The police officer peered closely, looking for abrasions or thumb marks, something to say the woman had first been raped, but her flesh was unbruised and nothing obvious sprang to mind.

“She…has a tan line round her hips?”

Raf nodded and Leila almost sighed aloud with relief.

“What else?”

“That’s the only tan line.”

“Neatly done.” Raf flicked on his Seiko and hot-keyed Champollion Precinct. Not bothering to announce himself, he rattled off time, place and crime code. “The first official on the scene was Officer…” He glanced quickly at Leila.

“Durrell.”

“Officer Durrell from the Women’s Police Force who recognized immediately, from the tan mark of a bikini bottom and a corresponding lack of a tan mark for the breasts, that the victim had to be a tourist. Accordingly the crime scene was handed over to me as the most senior detective present.”

Mind you, thought Raf, Officer Durrell was more impressed with his abilities than she need be. This was the second mutilated body to be found in a week. And since the first one was now on her way back to Austin in an icebox and the second was also blonde, young and obviously Western, it was difficult not to assume a pattern, albeit slightly unprofessional; since, having only two cases, the most Raf should be positing was a basic similarity.

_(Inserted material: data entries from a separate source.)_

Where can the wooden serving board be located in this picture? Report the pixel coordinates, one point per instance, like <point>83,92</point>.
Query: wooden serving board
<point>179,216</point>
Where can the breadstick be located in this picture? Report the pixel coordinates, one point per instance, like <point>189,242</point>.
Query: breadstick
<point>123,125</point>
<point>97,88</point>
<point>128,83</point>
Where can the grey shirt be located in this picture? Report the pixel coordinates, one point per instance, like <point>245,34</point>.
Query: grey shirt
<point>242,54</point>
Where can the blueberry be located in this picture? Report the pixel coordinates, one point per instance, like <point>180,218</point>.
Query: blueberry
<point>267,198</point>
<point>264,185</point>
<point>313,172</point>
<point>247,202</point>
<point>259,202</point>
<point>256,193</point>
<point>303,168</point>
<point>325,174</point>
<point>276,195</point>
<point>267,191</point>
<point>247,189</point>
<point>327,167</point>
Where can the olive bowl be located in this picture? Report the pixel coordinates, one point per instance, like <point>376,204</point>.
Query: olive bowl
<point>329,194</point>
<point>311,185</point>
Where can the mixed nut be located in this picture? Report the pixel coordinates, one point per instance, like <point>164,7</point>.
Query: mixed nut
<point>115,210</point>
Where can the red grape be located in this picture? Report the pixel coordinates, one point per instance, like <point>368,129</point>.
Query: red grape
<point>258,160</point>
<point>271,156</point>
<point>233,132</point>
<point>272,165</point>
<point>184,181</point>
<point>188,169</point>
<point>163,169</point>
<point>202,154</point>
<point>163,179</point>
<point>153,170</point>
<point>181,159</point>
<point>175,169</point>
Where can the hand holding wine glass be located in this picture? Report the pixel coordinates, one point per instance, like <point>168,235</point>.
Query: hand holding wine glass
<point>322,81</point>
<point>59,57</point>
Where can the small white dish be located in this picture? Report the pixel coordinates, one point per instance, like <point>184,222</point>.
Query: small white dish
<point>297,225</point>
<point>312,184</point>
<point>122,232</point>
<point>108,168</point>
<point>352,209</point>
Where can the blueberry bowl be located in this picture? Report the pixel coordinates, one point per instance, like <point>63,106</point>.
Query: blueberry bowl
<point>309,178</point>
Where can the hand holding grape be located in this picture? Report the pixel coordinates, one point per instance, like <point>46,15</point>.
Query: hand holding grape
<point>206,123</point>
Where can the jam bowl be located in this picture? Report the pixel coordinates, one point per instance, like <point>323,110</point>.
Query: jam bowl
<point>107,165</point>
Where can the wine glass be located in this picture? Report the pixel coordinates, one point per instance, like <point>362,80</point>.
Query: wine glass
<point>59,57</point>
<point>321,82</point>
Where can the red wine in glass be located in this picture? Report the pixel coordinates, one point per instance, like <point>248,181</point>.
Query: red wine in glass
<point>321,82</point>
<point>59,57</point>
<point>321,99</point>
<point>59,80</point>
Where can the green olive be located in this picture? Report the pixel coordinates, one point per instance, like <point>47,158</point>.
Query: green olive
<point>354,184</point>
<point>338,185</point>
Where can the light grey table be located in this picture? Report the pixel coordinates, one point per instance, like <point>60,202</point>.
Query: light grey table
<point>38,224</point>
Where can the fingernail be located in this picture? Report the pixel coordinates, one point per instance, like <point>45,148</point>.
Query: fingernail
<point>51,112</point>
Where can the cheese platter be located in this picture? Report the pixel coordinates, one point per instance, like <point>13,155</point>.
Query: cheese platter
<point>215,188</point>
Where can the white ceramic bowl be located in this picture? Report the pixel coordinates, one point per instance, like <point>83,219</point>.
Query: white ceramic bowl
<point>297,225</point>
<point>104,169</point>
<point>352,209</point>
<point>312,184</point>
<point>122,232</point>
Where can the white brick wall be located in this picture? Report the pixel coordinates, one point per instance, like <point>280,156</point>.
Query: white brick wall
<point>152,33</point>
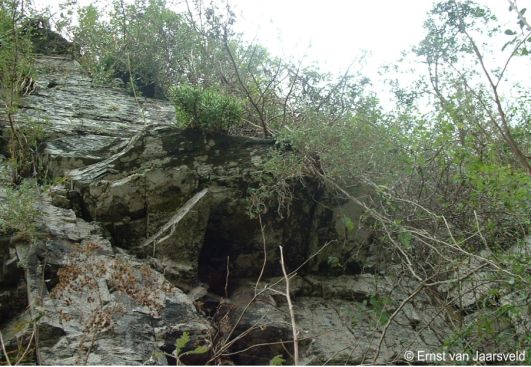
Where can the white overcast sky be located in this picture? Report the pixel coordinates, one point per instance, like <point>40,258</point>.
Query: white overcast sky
<point>334,33</point>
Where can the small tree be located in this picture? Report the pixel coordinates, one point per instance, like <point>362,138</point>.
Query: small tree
<point>207,109</point>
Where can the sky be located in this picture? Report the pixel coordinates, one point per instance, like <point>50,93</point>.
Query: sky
<point>336,33</point>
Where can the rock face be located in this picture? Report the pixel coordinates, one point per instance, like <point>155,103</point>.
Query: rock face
<point>135,192</point>
<point>149,211</point>
<point>84,123</point>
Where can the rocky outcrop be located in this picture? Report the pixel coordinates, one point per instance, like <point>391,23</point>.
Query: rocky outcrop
<point>149,211</point>
<point>83,122</point>
<point>137,191</point>
<point>93,305</point>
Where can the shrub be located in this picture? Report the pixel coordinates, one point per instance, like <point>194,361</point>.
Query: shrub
<point>17,211</point>
<point>207,109</point>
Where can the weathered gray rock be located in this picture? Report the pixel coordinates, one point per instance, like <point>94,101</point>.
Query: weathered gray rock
<point>135,192</point>
<point>94,306</point>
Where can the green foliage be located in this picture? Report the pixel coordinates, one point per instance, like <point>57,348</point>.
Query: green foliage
<point>182,343</point>
<point>277,360</point>
<point>18,213</point>
<point>209,109</point>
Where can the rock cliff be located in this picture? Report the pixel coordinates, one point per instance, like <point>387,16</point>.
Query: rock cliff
<point>149,239</point>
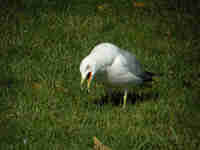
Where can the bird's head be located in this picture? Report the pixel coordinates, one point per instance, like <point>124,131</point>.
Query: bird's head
<point>88,70</point>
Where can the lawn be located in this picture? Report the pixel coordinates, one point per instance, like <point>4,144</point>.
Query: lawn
<point>41,104</point>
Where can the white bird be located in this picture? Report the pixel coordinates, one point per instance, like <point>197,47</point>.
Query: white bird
<point>114,67</point>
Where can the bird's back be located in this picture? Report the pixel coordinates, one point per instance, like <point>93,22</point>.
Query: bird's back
<point>104,53</point>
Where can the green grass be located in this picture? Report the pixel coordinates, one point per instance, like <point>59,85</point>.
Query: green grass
<point>41,105</point>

Unfortunately, the police didn’t know if the first victim had been raped. The pathologist had apparently forgotten to check.

In short, bleak sentences Raf ordered in a scene team and told the handler to notify Madame Mila’s office of the change of responsibility. Only once did Raf’s voice hesitate. Having just ordered that the tourist go to the nearest morgue, as soon as the site was swept and the crime-scene shots completed, Raf had a change of mind.